Can’t hide their habits: Preventing Account Takeover and Synthetic Identity theft by analysing fraudster behaviour

1. Generative AI is breathing new life into two more traditional types of fraud: Synthetic Identity Theft and Account Takeovers.
2. These fraud types can be difficult to identify in real-time. Behaviour analysis, which includes looking at key metrics related to historical bank account activity and transactions, can help signal fraudulent activity while it’s happening.

As AI continues its relentless advance, fraudsters are deploying ever-more sophisticated tactics to fleece individuals and businesses of significant sums of money. Developments in generating deepfake ID documents, voice prints, and even selfies, are catching all types of businesses off guard, including the largest financial institutions.

Two traditional fraud tactics have benefitted from the rapid advances in technology and, as a result, present an even greater threat to businesses and consumers: Synthetic Identities and Account Takeover.

Synthetic Identities (IDs) are created using a mix of real and fabricated personal information and are used by fraudsters to establish bank accounts. Fraudsters hide from financial institutions by processing small, occasional payments to make their accounts look legitimate. Synthetically created accounts are then used to receive and hide funds from many types of scams, including Authorised Push Payment (APP) and Business Email Compromise (BEC).

Account Takeovers (ATOs) occur where the login details to a bank account are compromised and a fraudster assumes ownership of the account.

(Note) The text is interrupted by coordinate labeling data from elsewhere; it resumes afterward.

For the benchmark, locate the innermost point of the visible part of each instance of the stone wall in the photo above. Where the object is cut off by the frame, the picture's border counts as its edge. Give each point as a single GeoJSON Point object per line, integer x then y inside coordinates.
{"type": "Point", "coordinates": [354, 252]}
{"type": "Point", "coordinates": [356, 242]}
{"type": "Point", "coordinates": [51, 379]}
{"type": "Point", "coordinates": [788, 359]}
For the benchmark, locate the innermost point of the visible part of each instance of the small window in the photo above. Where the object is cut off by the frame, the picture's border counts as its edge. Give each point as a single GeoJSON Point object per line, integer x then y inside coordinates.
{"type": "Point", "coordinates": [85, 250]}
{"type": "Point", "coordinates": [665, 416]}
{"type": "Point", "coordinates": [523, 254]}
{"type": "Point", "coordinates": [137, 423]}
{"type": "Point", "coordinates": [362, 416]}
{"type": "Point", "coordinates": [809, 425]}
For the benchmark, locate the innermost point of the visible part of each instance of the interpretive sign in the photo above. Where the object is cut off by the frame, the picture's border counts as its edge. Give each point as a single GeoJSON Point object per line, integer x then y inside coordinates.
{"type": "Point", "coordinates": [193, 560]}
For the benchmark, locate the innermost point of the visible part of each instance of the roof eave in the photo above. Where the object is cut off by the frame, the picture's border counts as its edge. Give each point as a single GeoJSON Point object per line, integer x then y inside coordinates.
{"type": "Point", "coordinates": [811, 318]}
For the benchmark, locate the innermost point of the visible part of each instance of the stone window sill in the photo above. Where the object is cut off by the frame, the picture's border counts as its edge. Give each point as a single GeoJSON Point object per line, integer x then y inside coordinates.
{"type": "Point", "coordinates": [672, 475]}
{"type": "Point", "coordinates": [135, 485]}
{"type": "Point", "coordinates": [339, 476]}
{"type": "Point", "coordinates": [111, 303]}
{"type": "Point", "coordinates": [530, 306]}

These can be difficult to detect for a variety of reasons:

• Businesses want to avoid creating friction for their users
• Credentials and passwords can be compromised in many ways (brute force attacks, credential stuffing, phishing and more)
• GenAI is becoming increasingly effective at defeating biometrics, such as facial and voice recognition

Beyond having access to a customer’s fund balance, the fraudster can attempt to buy products with the hijacked account, and/or seek refunds, chargebacks, or other payouts illicitly.

Account Takeovers and other fraud types, such as APP and BEC using Synthetic IDs, can financially ruin individuals and businesses before they notice a single dollar missing.

Businesses whose customers are victims of Account Takeover attacks or other similar attacks become responsible for costs of remediation (e.g. refunds) and take a reputational hit, losing revenue from current and potential customers. Additionally, by the time a fraudulent account has been detected and shut down by a financial institution, the fraudster will have moved their illicit gains to Synthetic ID-created accounts or other hidden assets, preventing victims, financial institutions and law enforcement from clawing them back.

Synthetic IDs are designed to look and act like a legitimate person or entity. Account Takeover fraud stems from legitimate accounts being used for illegitimate reasons. Running a bank account verification in isolation can help, but it won’t detect a Synthetic ID created in the same name as your payee, or an Account Takeover.

However, one thing a fraudster can’t hide is their behaviour. Fraudsters who have taken over an account or ‘activated’ their Synthetic IDs will move fast to generate as much cash as possible before their financial institution detects their activities.

As an example, a fraudster who has created a bank account with a Synthetic ID may start applying for credit, buy-now-pay-later accounts, or loans with the intention of never repaying any money. They may create dozens of eCommerce accounts with the intention of buying goods with those illicit accounts, to keep or resell goods they haven’t originally paid for. They may use their accounts as part of a BEC scam and direct businesses to pay money to them for work they haven’t done. They may even be able to claim insurance or unemployment benefits.

This is where a consortium-style approach to fraud detection is hugely beneficial. When new payment or payee details are collected and verified, there is the potential to identify risky behaviour across participating businesses quickly, minimizing losses and stopping fraud in its tracks.

The ‘activation’ can be detected by analysing:

• Recency: inquiries for a bank account made in the short, medium and longer term;
• Popularity: number of participating businesses that have seen a bank account; and,
• Velocity: total number of enquires made in short, medium and longer term.

In the aforementioned case, where a fraudster starts multiple credit, buy-now-pay-later or loan applications, or creates eCommerce accounts, their fraud attempts will detectable by reviewing recency, popularity and velocity behaviours of their bank account across participating businesses.

The reality is that bad actors, given enough time and effort, can overcome almost every type of individual security product or services available. This threat is amplified in the era of Generative AI.

However, criminals tend to go for the lowest-hanging fruit. If you add enough layers of fraud and security defenses, it will eventually take too much time, effort and expense for a fraudster push through, and they will move on to another opportunity.

Increasingly, a holistic, “always on” approach to fraud prevention, spanning the full customer life cycle, is recommended. This is based on consistent and continuous risk monitoring and rests on three pillars:

1. Trust the identity of the client, via data-based verification to supplement document verification and biometrics;
2. Trust the accounts, via bank account verification and account ownership verification; and,
3. Trust the interaction, via account behaviour analysis collected across a consortium and other ID signals, to detect anomalous behaviour.

Behaviour analysis, used in conjunction with robust identity proofing and payments verification, can help strengthen the arsenal organisations need to effectively counter fraud.